1 600 ch et poésie : l’unique Bugatti W16 Mistral rend hommage au Petit Prince
Bugatti présente le grandiose Mistral en hommage au Petit Prince, avec des étoiles peintes à la main et une rose en argent dans le levier de vitesses
On pourrait croire qu’une Bugatti W16 Mistral est déjà suffisamment exclusive dans sa configuration de base. Après tout, ce roadster marque l’ultime chapitre du légendaire moteur W16 de 8,0 litres – un adieu triomphal fort de 1 600 ch, produit à seulement 99 exemplaires. Mais pour certains clients, la rareté n’est qu’un point de départ.
C’est là qu’intervient le programme « Sur Mesure », la division maison de Bugatti dédiée au très haut degré de personnalisation, où les souhaits des clients se transforment en œuvres d’art roulantes. La dernière création issue de cet atelier porte un nom poétique : « Le Retour du Jeune Prince ».
Bugatti W16 Mistral "Le Retour du Jeune Prince"

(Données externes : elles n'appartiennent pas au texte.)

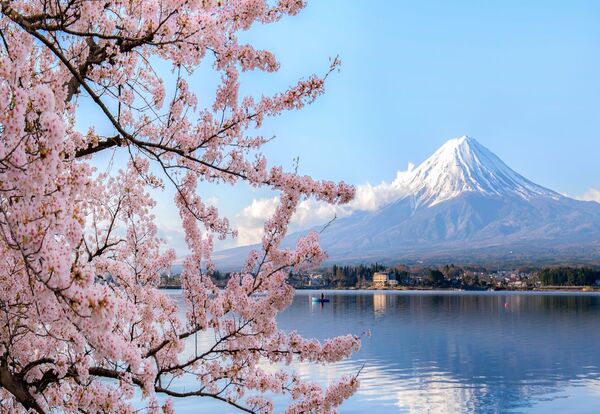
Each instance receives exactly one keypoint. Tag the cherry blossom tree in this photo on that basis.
(84, 326)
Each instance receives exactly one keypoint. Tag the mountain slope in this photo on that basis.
(463, 202)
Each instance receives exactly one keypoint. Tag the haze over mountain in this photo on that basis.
(462, 203)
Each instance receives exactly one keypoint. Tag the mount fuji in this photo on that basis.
(462, 204)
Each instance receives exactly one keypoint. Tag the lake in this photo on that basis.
(451, 352)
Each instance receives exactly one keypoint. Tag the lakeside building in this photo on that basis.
(316, 280)
(380, 279)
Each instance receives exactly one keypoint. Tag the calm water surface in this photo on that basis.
(455, 352)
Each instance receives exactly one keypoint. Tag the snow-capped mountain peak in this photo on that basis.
(463, 165)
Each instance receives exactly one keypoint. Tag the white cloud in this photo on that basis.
(250, 221)
(591, 195)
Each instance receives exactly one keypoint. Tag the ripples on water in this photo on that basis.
(454, 352)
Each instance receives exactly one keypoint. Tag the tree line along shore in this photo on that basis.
(378, 276)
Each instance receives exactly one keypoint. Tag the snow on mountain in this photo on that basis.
(462, 203)
(462, 165)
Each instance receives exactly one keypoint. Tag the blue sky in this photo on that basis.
(521, 77)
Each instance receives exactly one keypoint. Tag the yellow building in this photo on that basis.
(380, 279)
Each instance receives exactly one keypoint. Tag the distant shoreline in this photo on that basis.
(586, 289)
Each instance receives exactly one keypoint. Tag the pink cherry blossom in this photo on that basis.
(84, 326)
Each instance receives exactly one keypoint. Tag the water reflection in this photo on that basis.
(461, 352)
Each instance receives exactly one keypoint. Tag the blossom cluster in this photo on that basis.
(84, 324)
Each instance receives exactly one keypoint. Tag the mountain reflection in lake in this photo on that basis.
(460, 352)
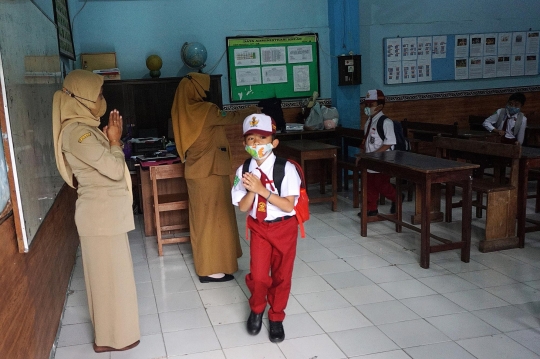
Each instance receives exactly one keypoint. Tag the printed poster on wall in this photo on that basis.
(408, 46)
(477, 45)
(423, 66)
(424, 47)
(531, 65)
(490, 67)
(461, 48)
(503, 66)
(393, 49)
(409, 72)
(475, 68)
(517, 65)
(532, 42)
(439, 47)
(461, 69)
(504, 43)
(519, 40)
(393, 72)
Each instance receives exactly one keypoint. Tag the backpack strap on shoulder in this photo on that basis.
(380, 129)
(279, 173)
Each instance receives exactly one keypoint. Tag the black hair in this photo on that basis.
(517, 96)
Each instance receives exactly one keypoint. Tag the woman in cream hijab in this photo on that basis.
(201, 141)
(103, 213)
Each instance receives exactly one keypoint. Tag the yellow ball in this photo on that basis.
(154, 62)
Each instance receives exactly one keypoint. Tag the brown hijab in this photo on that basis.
(77, 102)
(189, 110)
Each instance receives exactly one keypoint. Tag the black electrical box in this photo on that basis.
(349, 70)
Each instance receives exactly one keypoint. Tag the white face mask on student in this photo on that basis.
(260, 152)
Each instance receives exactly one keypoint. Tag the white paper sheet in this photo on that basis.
(461, 46)
(490, 67)
(393, 49)
(246, 57)
(298, 54)
(440, 44)
(461, 69)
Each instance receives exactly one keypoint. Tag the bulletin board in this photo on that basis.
(282, 66)
(461, 57)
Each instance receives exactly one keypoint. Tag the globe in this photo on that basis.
(154, 63)
(194, 55)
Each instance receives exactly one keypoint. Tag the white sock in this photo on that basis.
(217, 275)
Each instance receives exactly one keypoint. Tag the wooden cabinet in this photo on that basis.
(146, 103)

L’histoire de cette voiture a commencé en octobre 2023, lorsqu’un collectionneur Bugatti de longue date a rencontré à Molsheim Jascha Straub, responsable de Bugatti Sur Mesure. L’objectif : créer un véhicule qui soit non seulement un hommage au classique d’Antoine de Saint-Exupéry, Le Petit Prince, mais aussi à l’œuvre littéraire du client, qui prolonge l’histoire du Prince. C’est précisément ce type de récit personnel que Bugatti, sous la direction de la cheffe du design Sabine Consolini, a traduit en concept visuel.
Un ciel étoilé en cuivre et en argent
Face au « Le Retour du Jeune Prince », la teinte attire immédiatement l’œil. L’équipe a développé une palette spécifique de tons chauds cuivrés et bronzés, avec un éclat métallique censé évoquer la douce réflexion du clair de lune sur la Terre. Ces nuances terreuses réagissent particulièrement aux variations de lumière, afin de souligner encore davantage les formes sculpturales de la Mistral. Même l’emblématique calandre en fer à cheval a été retouchée : ses lignes internes en 3D suivent désormais le flux dynamique du capot, pour donner à la face avant une impression de mouvement plus marquée.
Le sens du détail se confirme en faisant le tour de cette pièce d’orfèvrerie. Sur les flancs arrière et le dessus de l’aileron, on découvre un ciel étoilé peint à la main. Chacun de ces astres argentés a été intégré directement dans la peinture au terme d’un processus long, fait de couches successives et de finitions.
Et comme il se doit pour un projet de cette ampleur, un « easter egg » est de la partie : lorsque l’airbrake se déploie à haute vitesse ou au freinage, une composition cachée apparaît sous l’aileron. Elle propose une réinterprétation de la scène sans doute la plus célèbre du livre : le Prince et le Renard.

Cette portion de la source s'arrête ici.